Madrileñofobia

La madrileñofobia no es de ahora. Madrid siempre ha ‘sufrido’ las consecuencias de ser la capital de un país repleto de capitales de provincias, un honor que, en términos reales, no significa nada más que mayores índices de contaminación, contagios y la creencia —a veces infundada— de ser el sitio en el que dormir si queremos soñar en 3D. Y es que siendo niños íbamos al pueblo y los locales ya nos recibían con un sonoro «¡madrileños de mierda!», quedando inaugurada la temporada de Frigopies y Aftersun.

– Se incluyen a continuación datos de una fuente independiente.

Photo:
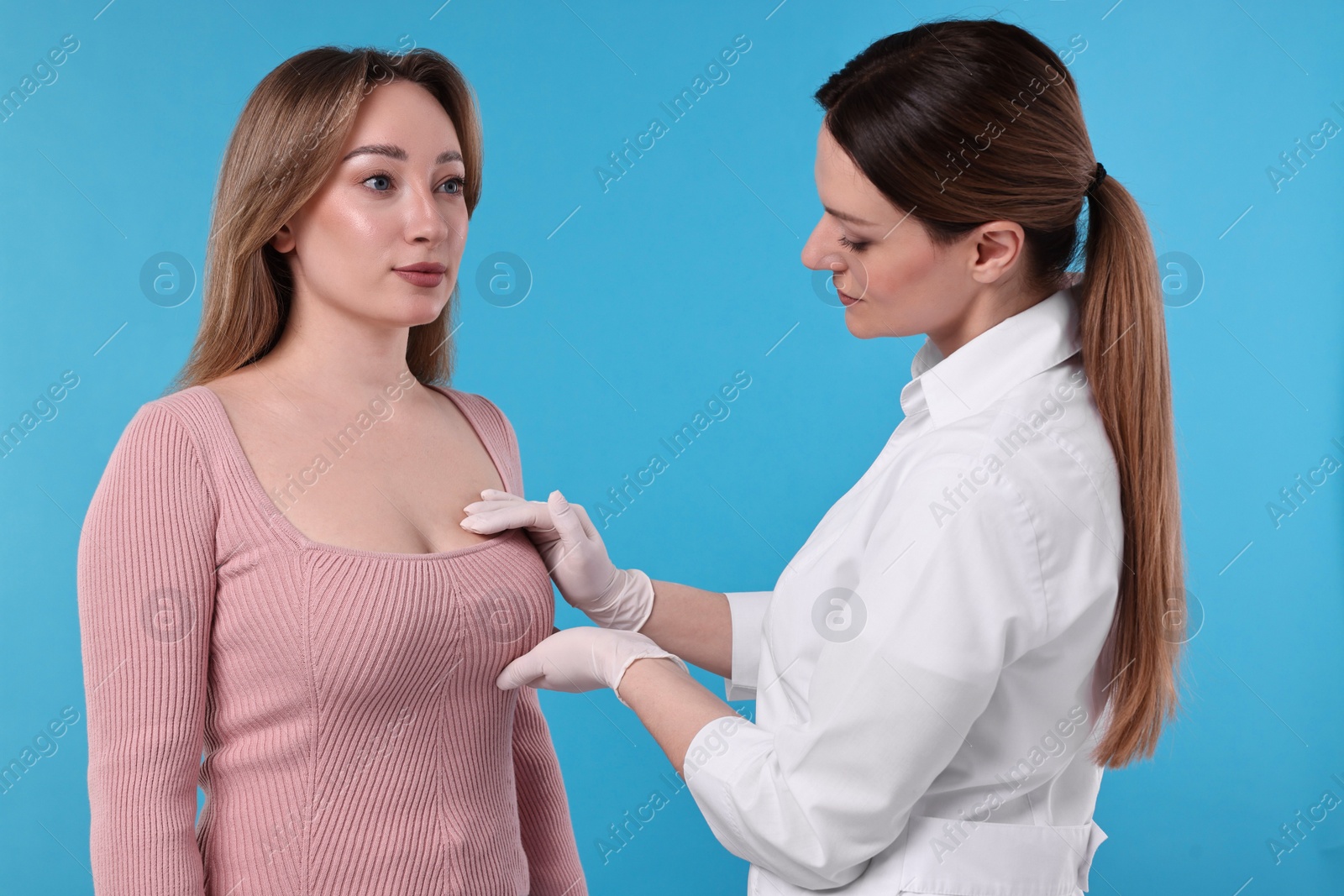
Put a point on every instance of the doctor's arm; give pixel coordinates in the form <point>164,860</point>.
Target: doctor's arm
<point>815,799</point>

La cosa tampoco mejoraba en mi ciudad natal, pedanía con olor a purín en la que cada fin de semana los hosteleros contaban billetes a la velocidad de animadversión hacia el de más afuera, como si venir del otro lado implicara llevar la letra escarlata del chulo en la frente. Yo miraba a esos madrileños y no les veía nada raro, aunque siempre se movían bajo una nube de inseguridad hecha boina y la certidumbre de que por cada mil personas hay diez gilipollas. Como en todas partes.

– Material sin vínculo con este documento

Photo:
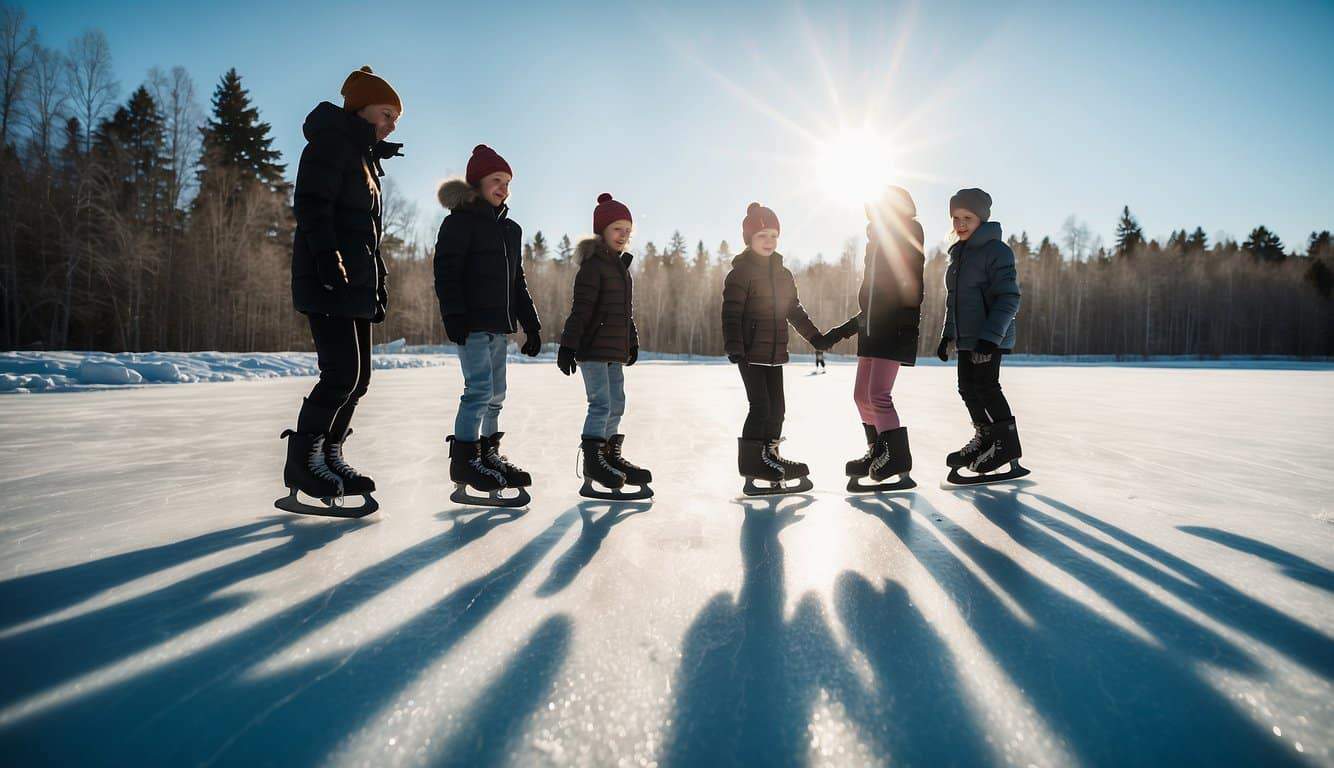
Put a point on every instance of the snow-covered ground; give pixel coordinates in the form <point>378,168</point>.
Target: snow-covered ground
<point>1159,592</point>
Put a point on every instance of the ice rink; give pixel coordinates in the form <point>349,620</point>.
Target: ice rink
<point>1159,591</point>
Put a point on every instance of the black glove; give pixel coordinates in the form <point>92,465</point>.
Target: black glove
<point>456,328</point>
<point>532,344</point>
<point>328,268</point>
<point>566,360</point>
<point>982,351</point>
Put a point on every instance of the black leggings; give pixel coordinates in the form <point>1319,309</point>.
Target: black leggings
<point>343,346</point>
<point>765,391</point>
<point>979,386</point>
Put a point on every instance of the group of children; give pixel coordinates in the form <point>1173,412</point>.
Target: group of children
<point>339,283</point>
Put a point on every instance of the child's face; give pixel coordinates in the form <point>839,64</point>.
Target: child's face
<point>495,188</point>
<point>965,223</point>
<point>616,235</point>
<point>765,242</point>
<point>383,116</point>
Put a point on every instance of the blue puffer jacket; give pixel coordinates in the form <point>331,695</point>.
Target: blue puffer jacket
<point>982,290</point>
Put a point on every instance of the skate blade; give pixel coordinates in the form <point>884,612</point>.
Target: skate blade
<point>590,491</point>
<point>958,480</point>
<point>292,503</point>
<point>903,483</point>
<point>492,498</point>
<point>802,486</point>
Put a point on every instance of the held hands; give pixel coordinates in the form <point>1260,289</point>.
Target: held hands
<point>566,360</point>
<point>942,351</point>
<point>531,344</point>
<point>328,268</point>
<point>456,328</point>
<point>983,351</point>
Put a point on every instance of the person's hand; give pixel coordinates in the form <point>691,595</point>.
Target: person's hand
<point>531,344</point>
<point>566,360</point>
<point>456,328</point>
<point>328,268</point>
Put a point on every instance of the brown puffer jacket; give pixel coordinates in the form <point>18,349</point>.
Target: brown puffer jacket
<point>759,300</point>
<point>602,319</point>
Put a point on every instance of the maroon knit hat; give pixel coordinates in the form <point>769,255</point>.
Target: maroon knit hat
<point>483,163</point>
<point>758,218</point>
<point>607,212</point>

Ahora la España herida tampoco los quiere. Quizás porque está frágil, quizás porque la enfermedad nos ha hecho ahogarnos mar adentro, entre el trigo y el táper, olvidándonos de que cuando la ciudad termina, ahí empieza el campo, su némesis y también complemento. Es extraño que, precisamente, en los espacios más abiertos se siga apelando a una diferencia que no es más que miedo en descomposición. Nací en Segovia, pero soy madrileño con acento de la rue des Maraîchers. Y así pasa con todos, aunque se nos olvide en esta nueva anormalidad.